Organizers have maintained that the parade is inclusive, in that it does not prevent gay and lesbian individuals from marching with other groups.
“We’re not bigots,” Philip Wuschke, another organizer, told the Herald. “It is inclusive. It’s a day of celebrating. It’s celebrating the Irish and the military.”
St. Patrick’s Day has a long and distorted history.
The holiday honors a 5th-century British priest who worked to convert the Irish to Christianity, according to National Geographic. He reportedly died on March 17, 461. After his death, an extensive mythology evolved, including stories that suggested he used three-leaf shamrocks to illustrate the Trinity to potential converts and a myth that he banished snakes from Ireland.
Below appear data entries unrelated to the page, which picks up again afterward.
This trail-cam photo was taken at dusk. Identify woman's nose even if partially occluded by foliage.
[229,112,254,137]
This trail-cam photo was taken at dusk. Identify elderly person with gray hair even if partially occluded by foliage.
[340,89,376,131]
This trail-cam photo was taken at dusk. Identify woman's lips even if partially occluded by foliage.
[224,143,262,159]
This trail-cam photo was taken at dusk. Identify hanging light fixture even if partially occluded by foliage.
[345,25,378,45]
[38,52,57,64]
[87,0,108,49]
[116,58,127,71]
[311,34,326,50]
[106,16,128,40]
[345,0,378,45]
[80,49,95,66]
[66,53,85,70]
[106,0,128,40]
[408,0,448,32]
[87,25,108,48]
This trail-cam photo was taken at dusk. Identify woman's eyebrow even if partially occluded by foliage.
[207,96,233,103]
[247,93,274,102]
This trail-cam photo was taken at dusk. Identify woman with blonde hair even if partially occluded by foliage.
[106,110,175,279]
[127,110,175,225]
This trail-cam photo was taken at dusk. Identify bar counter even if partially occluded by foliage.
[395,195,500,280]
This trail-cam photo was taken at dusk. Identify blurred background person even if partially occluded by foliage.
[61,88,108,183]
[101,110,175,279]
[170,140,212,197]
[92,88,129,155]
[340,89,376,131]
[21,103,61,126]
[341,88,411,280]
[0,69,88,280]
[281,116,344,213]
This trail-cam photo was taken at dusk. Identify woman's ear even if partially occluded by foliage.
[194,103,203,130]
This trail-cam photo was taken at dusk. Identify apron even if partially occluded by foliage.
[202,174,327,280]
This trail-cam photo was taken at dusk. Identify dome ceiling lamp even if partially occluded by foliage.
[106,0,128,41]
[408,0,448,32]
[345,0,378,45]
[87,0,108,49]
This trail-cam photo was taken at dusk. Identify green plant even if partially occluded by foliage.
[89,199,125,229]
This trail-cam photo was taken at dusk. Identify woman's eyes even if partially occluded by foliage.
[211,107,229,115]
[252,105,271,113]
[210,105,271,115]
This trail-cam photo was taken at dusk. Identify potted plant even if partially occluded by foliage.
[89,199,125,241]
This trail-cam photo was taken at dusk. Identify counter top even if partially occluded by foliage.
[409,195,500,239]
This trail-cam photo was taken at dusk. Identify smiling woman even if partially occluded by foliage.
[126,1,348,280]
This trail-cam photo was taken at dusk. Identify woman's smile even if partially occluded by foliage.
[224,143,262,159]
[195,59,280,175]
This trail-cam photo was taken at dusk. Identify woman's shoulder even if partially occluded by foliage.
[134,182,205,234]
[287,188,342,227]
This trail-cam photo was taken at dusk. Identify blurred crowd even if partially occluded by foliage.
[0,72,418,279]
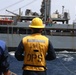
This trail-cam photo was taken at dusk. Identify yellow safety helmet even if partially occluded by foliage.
[29,17,45,28]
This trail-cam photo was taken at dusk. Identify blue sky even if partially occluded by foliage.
[0,0,76,23]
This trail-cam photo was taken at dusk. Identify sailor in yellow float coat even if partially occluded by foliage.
[15,18,56,75]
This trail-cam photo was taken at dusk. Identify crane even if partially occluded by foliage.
[40,0,51,22]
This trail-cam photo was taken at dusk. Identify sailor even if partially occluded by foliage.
[0,40,10,75]
[15,17,56,75]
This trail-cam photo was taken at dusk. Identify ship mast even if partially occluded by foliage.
[40,0,51,22]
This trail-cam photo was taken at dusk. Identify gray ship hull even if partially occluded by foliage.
[0,34,76,50]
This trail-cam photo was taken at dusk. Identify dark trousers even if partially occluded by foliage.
[23,70,46,75]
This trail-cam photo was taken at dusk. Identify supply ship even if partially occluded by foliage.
[0,0,76,51]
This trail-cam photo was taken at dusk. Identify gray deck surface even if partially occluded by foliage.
[9,51,76,75]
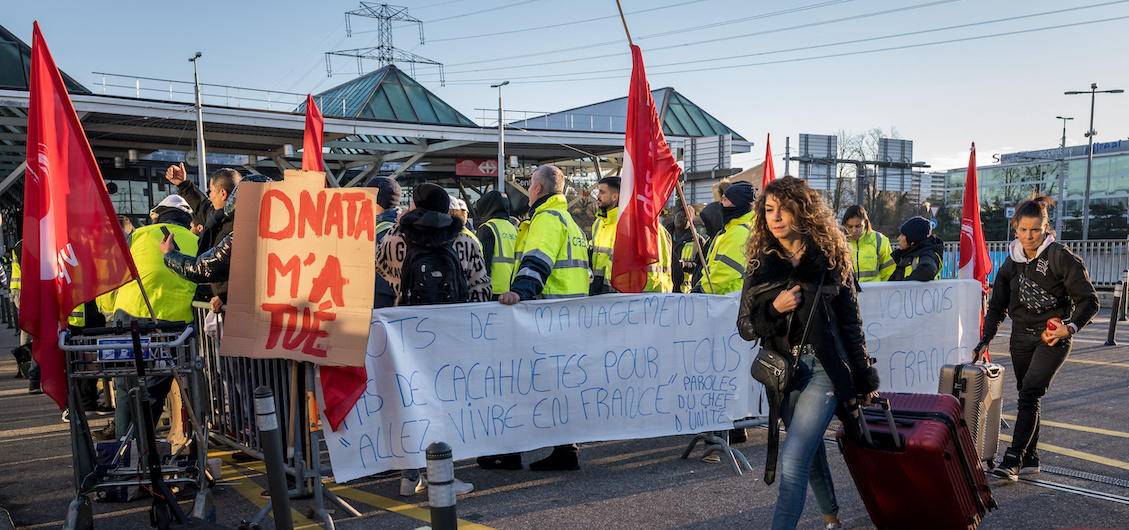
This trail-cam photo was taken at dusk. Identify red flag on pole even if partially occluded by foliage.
[956,142,991,293]
[612,44,682,293]
[761,133,776,191]
[301,94,325,172]
[19,23,138,408]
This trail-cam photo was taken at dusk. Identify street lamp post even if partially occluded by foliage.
[1064,82,1124,241]
[490,81,509,193]
[1054,116,1074,233]
[189,52,208,191]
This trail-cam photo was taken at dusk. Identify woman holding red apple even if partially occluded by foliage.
[975,194,1100,481]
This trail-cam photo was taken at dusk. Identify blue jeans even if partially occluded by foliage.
[772,354,839,530]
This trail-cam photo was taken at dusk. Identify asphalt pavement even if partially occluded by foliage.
[0,310,1129,530]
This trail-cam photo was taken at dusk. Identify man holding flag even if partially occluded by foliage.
[19,24,139,409]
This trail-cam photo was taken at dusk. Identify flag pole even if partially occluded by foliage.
[615,0,714,292]
[615,0,634,46]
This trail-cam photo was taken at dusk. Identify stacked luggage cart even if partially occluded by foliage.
[59,321,215,529]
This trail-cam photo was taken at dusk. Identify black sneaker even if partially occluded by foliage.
[991,451,1021,483]
[90,419,117,442]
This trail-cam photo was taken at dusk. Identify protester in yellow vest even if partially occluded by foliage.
[843,205,894,281]
[699,182,756,295]
[474,190,517,299]
[479,165,589,471]
[588,176,674,295]
[94,196,198,440]
[588,176,621,295]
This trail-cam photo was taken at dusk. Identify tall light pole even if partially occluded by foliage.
[1065,82,1124,241]
[490,81,509,193]
[189,52,208,191]
[1054,116,1074,233]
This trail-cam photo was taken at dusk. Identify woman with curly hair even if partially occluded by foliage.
[737,176,878,529]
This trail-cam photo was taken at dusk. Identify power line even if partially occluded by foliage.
[430,0,707,43]
[429,0,853,71]
[353,0,542,33]
[435,15,1129,85]
[433,0,1129,80]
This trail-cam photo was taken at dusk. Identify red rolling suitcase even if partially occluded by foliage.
[835,393,996,530]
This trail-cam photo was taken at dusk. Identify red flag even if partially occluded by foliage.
[956,142,991,293]
[761,133,776,191]
[19,23,138,408]
[301,94,325,172]
[612,44,682,293]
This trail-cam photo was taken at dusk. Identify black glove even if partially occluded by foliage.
[972,339,991,363]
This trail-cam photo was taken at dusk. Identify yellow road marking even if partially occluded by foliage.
[1000,414,1129,438]
[326,484,493,530]
[999,434,1129,469]
[991,351,1129,368]
[209,451,322,530]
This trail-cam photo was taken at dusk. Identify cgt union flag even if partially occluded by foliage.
[301,94,325,172]
[956,142,991,293]
[612,44,682,293]
[19,23,138,408]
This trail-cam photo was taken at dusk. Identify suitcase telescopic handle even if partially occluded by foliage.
[859,398,902,451]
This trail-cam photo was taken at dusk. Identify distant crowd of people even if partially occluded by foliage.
[10,164,1096,528]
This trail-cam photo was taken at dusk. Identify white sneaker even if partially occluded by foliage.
[400,477,427,497]
[415,477,474,496]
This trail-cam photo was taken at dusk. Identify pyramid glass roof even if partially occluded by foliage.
[510,87,745,141]
[0,26,90,94]
[298,64,476,127]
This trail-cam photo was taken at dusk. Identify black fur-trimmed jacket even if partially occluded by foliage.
[737,244,878,404]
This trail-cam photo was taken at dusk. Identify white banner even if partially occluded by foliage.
[318,280,980,481]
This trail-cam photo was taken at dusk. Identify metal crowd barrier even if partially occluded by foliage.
[192,302,360,529]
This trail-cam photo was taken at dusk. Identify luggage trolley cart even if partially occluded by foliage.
[59,321,215,529]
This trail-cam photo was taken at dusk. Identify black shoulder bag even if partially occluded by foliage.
[749,272,826,484]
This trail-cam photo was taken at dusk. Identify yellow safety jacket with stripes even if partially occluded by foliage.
[483,219,517,295]
[510,193,590,298]
[8,251,24,290]
[590,207,620,293]
[642,225,674,293]
[847,231,895,281]
[114,223,198,322]
[699,211,756,295]
[590,207,674,293]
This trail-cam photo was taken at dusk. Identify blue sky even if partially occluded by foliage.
[8,0,1129,173]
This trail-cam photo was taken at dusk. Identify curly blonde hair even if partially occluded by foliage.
[746,175,854,284]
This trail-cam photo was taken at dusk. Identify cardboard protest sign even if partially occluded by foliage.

The first St. Patrick’s Day parades in the US were held by Irish soldiers that augmented British troops in the Revolutionary War, National Geographic reports. Sometime in the 19th century, people began to wear green as a show of commitment to Ireland, and the city of Chicago began dyeing a segment of the Chicago River green in 1962.
In Boston, the parade draws a diverse and frequently rowdy crowd that includes hordes of drunken revelers as well as families with children. It typically takes place on the Sunday preceding March 17.
March 17 itself is a holiday throughout Massachusetts’ Suffolk County, which includes Boston and neighboring cities of Cambridge and Somerville. Officially, the holiday is attributed to the celebration of Evacuation Day, which commemorates the ousting of British forces from the city of Boston during the Revolutionary War. However, the majority of celebrants spend their day off guzzling green beer at local pubs.
Both Mr. Menino and Walsh were vocal advocates of marriage equality prior to statewide legalization of gay marriage in 2004.
Meanwhile in New York, Mayor Bill de Blasio has opted to boycott the St. Patrick's Day parade in Manhattan because parade organizers prohibit participants from carrying signs or banners that identify them as gay, Reuters reports. He is the first New York City mayor to do so in 20 years.
Editor's note: An earlier version of this story mischaracterized the century in which St. Patrick lived.